The Fascinating Application of Rolling Hashes in Backup Systems
Introduction
Rolling hashes play a very important role in modern backup software like Arq Backup, Duplicacy or Kopia. Instead of traditional incremental backups where to restore, you must restore a full backup then restore each incremental backup in order, they instead always make full backups and then use de-duplication techniques to save space and not have to store the parts that are duplicate between full backups.
File-based de-duplication
The simplest version of this is content-addressable storage (CAS) where each files are not stored by name but by their hashes (e.g. a SHA256 hash). In this case, if you read a file, hash it and see that we already have the content of this hash saved, we don’t need to backup this file again but simply refer to the existing hash. As the hash is determined only by the content of the file, even if the file is renamed or moved, the hash doesn’t change the de-duplication still works.
Fixed-size chunk de-duplication
However, the disadvantage of that is that even if a small part of a file change, the whole file needs to be uploaded. You can imagine why this will not work with VM images or large database dumps. A slightly better way is to split the file into multiple smaller chunks of fixed size.
Imagine we have this file and we split every 5 characters (presented by a space).

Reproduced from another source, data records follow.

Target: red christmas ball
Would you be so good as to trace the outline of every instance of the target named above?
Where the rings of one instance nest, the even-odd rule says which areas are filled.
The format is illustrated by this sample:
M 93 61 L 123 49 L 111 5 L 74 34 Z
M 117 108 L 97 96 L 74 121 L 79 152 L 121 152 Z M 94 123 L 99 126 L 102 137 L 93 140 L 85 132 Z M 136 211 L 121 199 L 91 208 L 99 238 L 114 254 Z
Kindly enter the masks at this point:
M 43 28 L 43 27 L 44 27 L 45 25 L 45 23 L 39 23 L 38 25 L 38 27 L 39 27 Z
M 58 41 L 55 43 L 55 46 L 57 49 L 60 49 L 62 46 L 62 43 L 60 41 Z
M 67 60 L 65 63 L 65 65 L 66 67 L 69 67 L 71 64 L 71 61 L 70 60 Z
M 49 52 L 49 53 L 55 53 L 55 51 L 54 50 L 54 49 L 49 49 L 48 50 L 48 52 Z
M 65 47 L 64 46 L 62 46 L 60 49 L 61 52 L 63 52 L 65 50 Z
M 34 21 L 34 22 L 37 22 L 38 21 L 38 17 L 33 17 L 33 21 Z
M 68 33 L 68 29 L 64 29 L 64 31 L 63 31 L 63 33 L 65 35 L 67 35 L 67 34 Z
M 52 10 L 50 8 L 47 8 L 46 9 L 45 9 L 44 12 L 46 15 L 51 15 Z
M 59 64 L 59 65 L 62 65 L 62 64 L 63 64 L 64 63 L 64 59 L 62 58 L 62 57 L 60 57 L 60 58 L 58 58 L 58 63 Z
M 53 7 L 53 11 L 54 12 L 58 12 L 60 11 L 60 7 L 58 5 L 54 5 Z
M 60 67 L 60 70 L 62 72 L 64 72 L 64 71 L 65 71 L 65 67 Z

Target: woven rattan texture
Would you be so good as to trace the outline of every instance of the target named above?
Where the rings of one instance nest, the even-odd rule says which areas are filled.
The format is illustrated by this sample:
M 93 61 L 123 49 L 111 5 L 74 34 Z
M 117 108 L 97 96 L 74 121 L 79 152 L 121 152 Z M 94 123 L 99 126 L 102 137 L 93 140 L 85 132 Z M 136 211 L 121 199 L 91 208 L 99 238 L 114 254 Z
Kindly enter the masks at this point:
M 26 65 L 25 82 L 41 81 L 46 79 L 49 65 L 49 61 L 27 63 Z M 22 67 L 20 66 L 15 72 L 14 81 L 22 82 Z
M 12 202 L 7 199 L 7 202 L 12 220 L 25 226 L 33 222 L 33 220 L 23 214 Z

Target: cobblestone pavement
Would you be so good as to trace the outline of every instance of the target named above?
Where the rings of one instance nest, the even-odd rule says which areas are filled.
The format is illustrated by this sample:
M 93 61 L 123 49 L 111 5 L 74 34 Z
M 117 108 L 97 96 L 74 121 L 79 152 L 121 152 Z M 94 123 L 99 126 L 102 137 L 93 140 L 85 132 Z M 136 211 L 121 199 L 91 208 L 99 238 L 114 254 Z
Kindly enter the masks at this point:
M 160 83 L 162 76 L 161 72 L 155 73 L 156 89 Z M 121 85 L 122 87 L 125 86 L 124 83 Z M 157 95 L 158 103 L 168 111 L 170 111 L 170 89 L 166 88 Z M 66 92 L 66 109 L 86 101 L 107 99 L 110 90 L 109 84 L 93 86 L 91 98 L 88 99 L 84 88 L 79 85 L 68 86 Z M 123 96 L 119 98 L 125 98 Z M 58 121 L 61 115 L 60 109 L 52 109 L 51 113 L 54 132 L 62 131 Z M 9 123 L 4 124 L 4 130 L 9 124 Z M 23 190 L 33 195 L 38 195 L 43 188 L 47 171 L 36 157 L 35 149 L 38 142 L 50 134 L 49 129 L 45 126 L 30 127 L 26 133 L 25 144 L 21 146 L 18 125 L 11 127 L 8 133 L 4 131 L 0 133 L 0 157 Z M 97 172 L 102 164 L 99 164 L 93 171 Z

abcde fghij klmno pqrst uvwxy z
Now if only the second chunk changes:
abcde fDEij klmno pqrst uvwxy z
Only the second chunk needs to be re-uploaded. (We can use the same hashing technique to identify if a chunk already exists or not.)

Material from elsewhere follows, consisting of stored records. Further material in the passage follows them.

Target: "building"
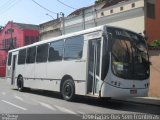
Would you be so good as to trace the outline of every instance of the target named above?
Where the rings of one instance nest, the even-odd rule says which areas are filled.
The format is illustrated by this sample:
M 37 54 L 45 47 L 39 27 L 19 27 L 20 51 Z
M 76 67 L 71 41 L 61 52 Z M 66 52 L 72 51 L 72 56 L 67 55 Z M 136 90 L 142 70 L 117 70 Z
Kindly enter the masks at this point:
M 39 25 L 39 37 L 40 40 L 46 40 L 49 38 L 62 35 L 61 19 L 51 20 Z
M 65 18 L 65 33 L 100 25 L 123 27 L 160 39 L 160 0 L 106 0 L 78 9 Z
M 7 52 L 38 41 L 38 26 L 9 21 L 0 31 L 0 77 L 5 76 Z

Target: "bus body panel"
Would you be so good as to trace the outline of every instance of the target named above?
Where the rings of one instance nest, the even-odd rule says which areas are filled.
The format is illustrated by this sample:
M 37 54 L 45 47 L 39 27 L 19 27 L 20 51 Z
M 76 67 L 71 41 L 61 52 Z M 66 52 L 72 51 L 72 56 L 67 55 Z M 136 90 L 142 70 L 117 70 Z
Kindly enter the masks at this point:
M 90 96 L 97 96 L 97 97 L 123 97 L 123 96 L 146 96 L 148 92 L 149 79 L 144 80 L 132 80 L 132 79 L 123 79 L 113 74 L 112 71 L 112 53 L 108 52 L 108 61 L 109 64 L 107 66 L 107 75 L 104 80 L 101 80 L 101 73 L 102 73 L 102 57 L 103 57 L 103 43 L 104 43 L 104 36 L 106 35 L 107 26 L 101 26 L 89 30 L 85 30 L 78 33 L 73 33 L 70 35 L 65 35 L 57 38 L 53 38 L 46 41 L 41 41 L 35 43 L 33 45 L 29 45 L 26 47 L 18 48 L 15 50 L 11 50 L 12 52 L 12 64 L 7 66 L 6 75 L 7 81 L 10 84 L 13 83 L 13 76 L 14 76 L 14 85 L 17 85 L 17 77 L 19 75 L 23 76 L 24 87 L 35 88 L 35 89 L 43 89 L 43 90 L 50 90 L 50 91 L 58 91 L 60 92 L 60 84 L 61 80 L 64 76 L 70 76 L 75 84 L 75 94 L 79 95 L 90 95 Z M 114 28 L 114 27 L 113 27 Z M 124 30 L 124 29 L 122 29 Z M 105 34 L 105 35 L 104 35 Z M 109 33 L 110 34 L 110 33 Z M 84 35 L 84 45 L 83 45 L 83 54 L 82 58 L 80 59 L 65 59 L 63 58 L 61 61 L 47 61 L 45 63 L 33 63 L 33 64 L 23 64 L 18 65 L 18 51 L 24 48 L 38 46 L 41 44 L 51 43 L 53 41 L 64 40 L 70 37 Z M 111 35 L 105 36 L 107 39 L 107 49 L 109 51 L 109 47 L 111 47 L 112 43 L 109 42 Z M 99 45 L 99 48 L 98 48 Z M 91 67 L 94 70 L 89 73 L 89 57 L 90 51 L 89 47 L 93 48 L 94 54 L 92 57 L 95 61 L 95 66 Z M 99 55 L 99 56 L 98 56 Z M 98 57 L 100 59 L 98 59 Z M 15 60 L 13 58 L 16 58 Z M 97 61 L 99 62 L 97 64 Z M 15 63 L 15 74 L 13 75 L 13 63 Z M 91 64 L 92 65 L 92 64 Z M 99 73 L 96 72 L 96 66 L 99 65 Z M 89 74 L 91 75 L 89 77 Z M 98 75 L 97 75 L 98 74 Z M 90 82 L 90 78 L 93 77 L 93 83 Z M 91 86 L 91 84 L 94 84 Z M 90 89 L 88 89 L 91 86 Z M 136 91 L 136 93 L 132 93 Z M 92 93 L 91 93 L 92 92 Z M 90 94 L 91 93 L 91 94 Z

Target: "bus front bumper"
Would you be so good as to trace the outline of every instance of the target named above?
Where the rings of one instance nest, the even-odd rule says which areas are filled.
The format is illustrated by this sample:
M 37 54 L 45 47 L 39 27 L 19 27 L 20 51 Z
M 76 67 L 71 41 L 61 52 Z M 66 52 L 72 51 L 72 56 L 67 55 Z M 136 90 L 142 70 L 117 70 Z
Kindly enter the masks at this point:
M 146 97 L 148 88 L 120 88 L 104 82 L 100 94 L 101 97 Z

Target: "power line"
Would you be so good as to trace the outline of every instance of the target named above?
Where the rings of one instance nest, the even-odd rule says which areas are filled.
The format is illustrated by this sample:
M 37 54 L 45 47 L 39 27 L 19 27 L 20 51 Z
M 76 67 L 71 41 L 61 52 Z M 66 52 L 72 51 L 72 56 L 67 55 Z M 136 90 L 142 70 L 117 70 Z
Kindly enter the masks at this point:
M 40 5 L 39 3 L 37 3 L 35 0 L 32 0 L 32 1 L 33 1 L 35 4 L 37 4 L 39 7 L 43 8 L 44 10 L 47 10 L 48 12 L 50 12 L 50 13 L 53 13 L 53 14 L 56 14 L 56 15 L 57 15 L 57 13 L 56 13 L 56 12 L 53 12 L 53 11 L 51 11 L 51 10 L 47 9 L 46 7 L 44 7 L 44 6 Z
M 61 2 L 60 0 L 57 0 L 57 1 L 58 1 L 59 3 L 61 3 L 61 4 L 63 4 L 64 6 L 67 6 L 67 7 L 71 8 L 71 9 L 77 10 L 76 8 L 71 7 L 71 6 L 69 6 L 69 5 L 65 4 L 65 3 L 63 3 L 63 2 Z
M 1 6 L 1 15 L 2 14 L 4 14 L 4 13 L 6 13 L 7 11 L 9 11 L 13 6 L 15 6 L 18 2 L 20 2 L 21 0 L 9 0 L 7 3 L 8 3 L 8 5 L 7 5 L 7 3 L 5 3 L 5 8 L 3 8 L 2 6 Z M 3 9 L 2 9 L 3 8 Z

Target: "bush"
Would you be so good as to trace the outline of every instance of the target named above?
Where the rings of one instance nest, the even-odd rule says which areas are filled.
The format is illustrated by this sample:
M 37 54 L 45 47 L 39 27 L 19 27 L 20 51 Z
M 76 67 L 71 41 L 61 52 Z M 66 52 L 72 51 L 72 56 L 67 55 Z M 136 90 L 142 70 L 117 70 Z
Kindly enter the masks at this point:
M 149 47 L 157 48 L 160 47 L 160 40 L 154 40 Z

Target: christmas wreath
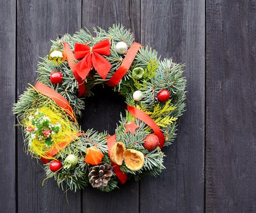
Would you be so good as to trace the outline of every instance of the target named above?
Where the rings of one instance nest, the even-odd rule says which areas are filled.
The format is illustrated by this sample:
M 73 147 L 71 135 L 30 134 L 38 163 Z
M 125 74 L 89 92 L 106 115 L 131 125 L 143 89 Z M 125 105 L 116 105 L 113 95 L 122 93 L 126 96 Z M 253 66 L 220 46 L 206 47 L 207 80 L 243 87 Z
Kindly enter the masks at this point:
M 123 26 L 66 34 L 41 59 L 35 86 L 13 107 L 27 153 L 41 160 L 45 180 L 63 190 L 91 185 L 108 192 L 127 179 L 158 175 L 162 148 L 172 143 L 184 111 L 183 65 L 160 60 L 157 52 L 134 42 Z M 97 84 L 126 97 L 114 135 L 81 130 L 77 119 Z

Variable-size chunk de-duplication
A limitation of the fixed-size chunking is that if there’s any insertion or deletion, all the following chunks change. From the previous example, if there’s an insertion:
abcde fDEgh ijklm nopqr stuvw xyz
Now all chunks except the first chunk is changed even though there’s only a minor modification! What’s better is if we a chunk it in a way that is not based on the position of the data within the file. For example, if we decide to chunk every time we encounter a vowel.

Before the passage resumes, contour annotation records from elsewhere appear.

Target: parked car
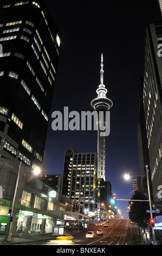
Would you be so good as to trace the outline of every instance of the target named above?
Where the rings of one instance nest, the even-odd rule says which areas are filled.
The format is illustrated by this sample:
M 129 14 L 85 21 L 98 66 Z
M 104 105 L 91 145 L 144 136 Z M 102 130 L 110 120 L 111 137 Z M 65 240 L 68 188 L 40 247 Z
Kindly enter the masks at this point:
M 93 231 L 88 231 L 86 234 L 86 238 L 94 238 L 95 233 Z
M 103 231 L 102 229 L 98 229 L 97 230 L 97 234 L 98 235 L 103 235 Z

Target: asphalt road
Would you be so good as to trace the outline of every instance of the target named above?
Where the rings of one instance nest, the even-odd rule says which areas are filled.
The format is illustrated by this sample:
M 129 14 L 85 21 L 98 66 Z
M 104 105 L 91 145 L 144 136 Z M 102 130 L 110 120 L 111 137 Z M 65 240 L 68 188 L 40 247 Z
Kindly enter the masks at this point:
M 74 235 L 73 241 L 50 240 L 47 241 L 33 241 L 22 245 L 81 245 L 81 246 L 107 246 L 107 245 L 140 245 L 141 241 L 138 230 L 135 224 L 131 224 L 128 220 L 114 220 L 108 222 L 108 227 L 89 227 L 89 231 L 94 231 L 94 238 L 86 238 L 87 231 Z M 102 229 L 102 235 L 97 235 L 96 230 Z

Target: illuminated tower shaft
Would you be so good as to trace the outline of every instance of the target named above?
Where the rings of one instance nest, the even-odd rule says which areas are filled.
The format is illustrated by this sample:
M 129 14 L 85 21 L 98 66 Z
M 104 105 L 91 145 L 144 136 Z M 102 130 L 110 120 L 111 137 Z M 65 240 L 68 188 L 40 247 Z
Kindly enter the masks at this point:
M 100 82 L 101 84 L 96 90 L 98 97 L 91 102 L 92 107 L 98 113 L 98 120 L 97 121 L 98 127 L 98 178 L 103 178 L 105 181 L 105 136 L 101 136 L 103 134 L 103 130 L 101 130 L 101 122 L 102 125 L 106 126 L 106 114 L 107 111 L 109 111 L 113 106 L 112 101 L 106 97 L 107 90 L 105 88 L 103 84 L 103 54 L 101 54 L 101 67 L 100 70 Z M 101 121 L 99 119 L 100 113 L 101 112 L 103 113 L 103 119 Z

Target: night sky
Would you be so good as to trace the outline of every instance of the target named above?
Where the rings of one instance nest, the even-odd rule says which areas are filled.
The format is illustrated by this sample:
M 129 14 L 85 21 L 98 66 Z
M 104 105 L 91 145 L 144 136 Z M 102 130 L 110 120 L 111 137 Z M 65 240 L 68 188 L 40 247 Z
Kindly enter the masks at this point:
M 111 109 L 110 135 L 106 137 L 106 180 L 118 199 L 133 195 L 132 181 L 126 173 L 140 175 L 137 140 L 140 77 L 144 74 L 146 27 L 161 20 L 155 0 L 46 0 L 60 30 L 61 51 L 55 80 L 46 150 L 46 174 L 62 174 L 64 153 L 69 147 L 77 152 L 97 149 L 96 131 L 56 131 L 51 113 L 64 107 L 69 112 L 93 109 L 92 99 L 100 83 L 100 58 L 103 55 L 103 84 Z M 70 119 L 69 120 L 71 120 Z M 127 196 L 128 195 L 128 196 Z M 128 218 L 128 202 L 117 209 Z

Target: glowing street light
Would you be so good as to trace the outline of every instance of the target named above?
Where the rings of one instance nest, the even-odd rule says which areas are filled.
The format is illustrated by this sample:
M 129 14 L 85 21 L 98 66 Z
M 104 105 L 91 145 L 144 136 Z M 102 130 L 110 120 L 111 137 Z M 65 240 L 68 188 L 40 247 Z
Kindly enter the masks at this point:
M 9 236 L 9 231 L 10 231 L 10 225 L 11 225 L 11 222 L 12 221 L 12 213 L 13 213 L 13 210 L 14 210 L 14 204 L 15 204 L 15 198 L 16 198 L 16 193 L 17 193 L 17 186 L 18 186 L 18 181 L 19 181 L 19 178 L 20 178 L 20 172 L 34 172 L 34 173 L 36 174 L 38 174 L 40 172 L 40 168 L 36 168 L 34 169 L 34 170 L 21 170 L 21 164 L 22 164 L 22 162 L 20 162 L 20 164 L 19 166 L 19 169 L 18 169 L 18 174 L 17 174 L 17 180 L 16 180 L 16 186 L 15 186 L 15 192 L 14 192 L 14 198 L 13 198 L 13 202 L 12 202 L 12 209 L 11 209 L 11 218 L 8 223 L 8 227 L 7 227 L 7 233 L 6 233 L 6 235 L 5 237 L 5 240 L 4 242 L 7 242 L 7 241 L 10 241 L 11 239 L 11 236 Z

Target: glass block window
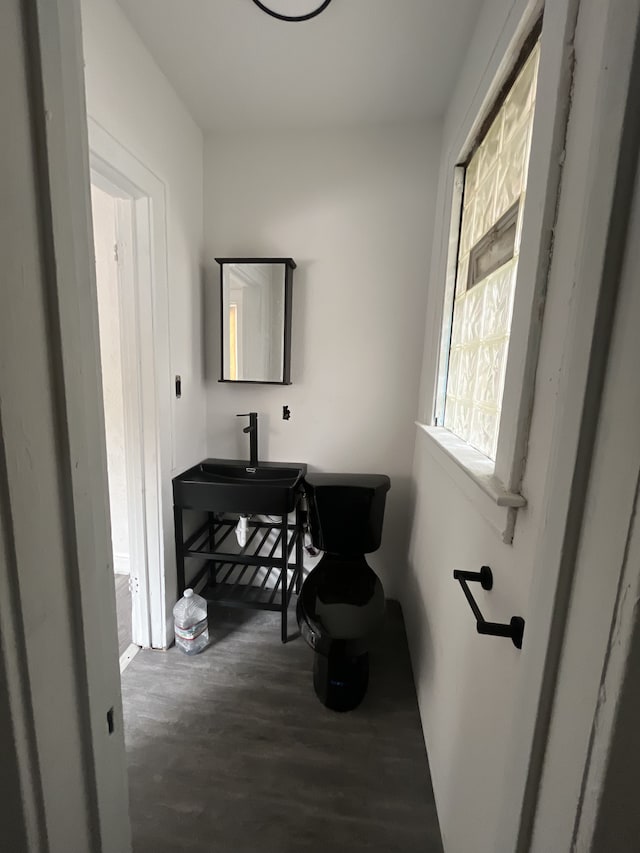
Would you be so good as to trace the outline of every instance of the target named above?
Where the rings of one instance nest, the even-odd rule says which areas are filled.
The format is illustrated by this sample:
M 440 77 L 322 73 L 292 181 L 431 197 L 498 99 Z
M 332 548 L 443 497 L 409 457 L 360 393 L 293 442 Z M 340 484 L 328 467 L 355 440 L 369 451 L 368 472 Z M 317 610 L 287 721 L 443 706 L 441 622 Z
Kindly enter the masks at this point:
M 444 426 L 495 459 L 539 41 L 466 163 Z

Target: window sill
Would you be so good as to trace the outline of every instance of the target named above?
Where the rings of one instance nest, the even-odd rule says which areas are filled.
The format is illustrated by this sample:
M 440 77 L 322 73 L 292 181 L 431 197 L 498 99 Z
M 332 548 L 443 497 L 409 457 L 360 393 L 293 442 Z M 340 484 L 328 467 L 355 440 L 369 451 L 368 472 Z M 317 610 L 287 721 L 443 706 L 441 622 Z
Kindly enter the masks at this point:
M 505 489 L 494 474 L 493 462 L 448 429 L 428 426 L 419 421 L 416 421 L 416 426 L 426 436 L 426 446 L 431 456 L 485 520 L 497 530 L 502 541 L 510 545 L 516 512 L 526 506 L 525 498 Z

The original chunk would be:
abcd efgh ijklmn opqrst uvwxyz
The modified chunk would be:
abcd efD Egh ijklmn opqrst uvwxyz
Now the second chunk has been split into two chunks, but the magical part is that the rest of the chunks did not change and we only have to re-upload two chunks rather than almost the entire file!
Of course that was a simplistic example and such chunking algorithm would not work well for all documents. If the document has no vowels, then it would be one big chunk, or if the document has only vowels, then we will have too many small chunks.
Finding where to chunk
A simple solution
So the problem we need to solve the problem of “finding where to chunk” based on only the content of the file. Before going to the popular solution of rolling hashes, I would first like to discuss a simpler to understand solution.
Let’s say that we have a 1 GB file and we want to split it into chunks that are, on average, 8 MB. We need a function that can, for each point in the file, determine whether we should start a new chunk or not.
The function should have the following characteristics:
- It should not take the current position within the file as an input as we do not want the chunking to change if the position of content is shifted.
- It can use the current byte and the previous bytes as input. However, the window size to look at the previous bytes should be limited as we do not want a change in a place far away to affect the current chunking. In other words, the chunking is self-synchronizing.
- It should work for a variety of input. For example, it should work well for both text files and binary files.
- It should be fast as we need to run it for every byte.
One such way to do this is for every byte in the file, take the last 64 bytes, run MD5 on it, and create a new chunk if the output meets a certain criteria that gives the probability we want. Wanting chunks of size 8 MB, means we want the function to return true one time for every 8,388,608 bytes. The log base 2 of that is 23. So if we ignore all other bits of the MD5 output except the first 23 bits and return true when the first 23 bits is all 0, we get the probability that we want.
Let’s try it out on a sample of 1.26 GB. You can find the code here.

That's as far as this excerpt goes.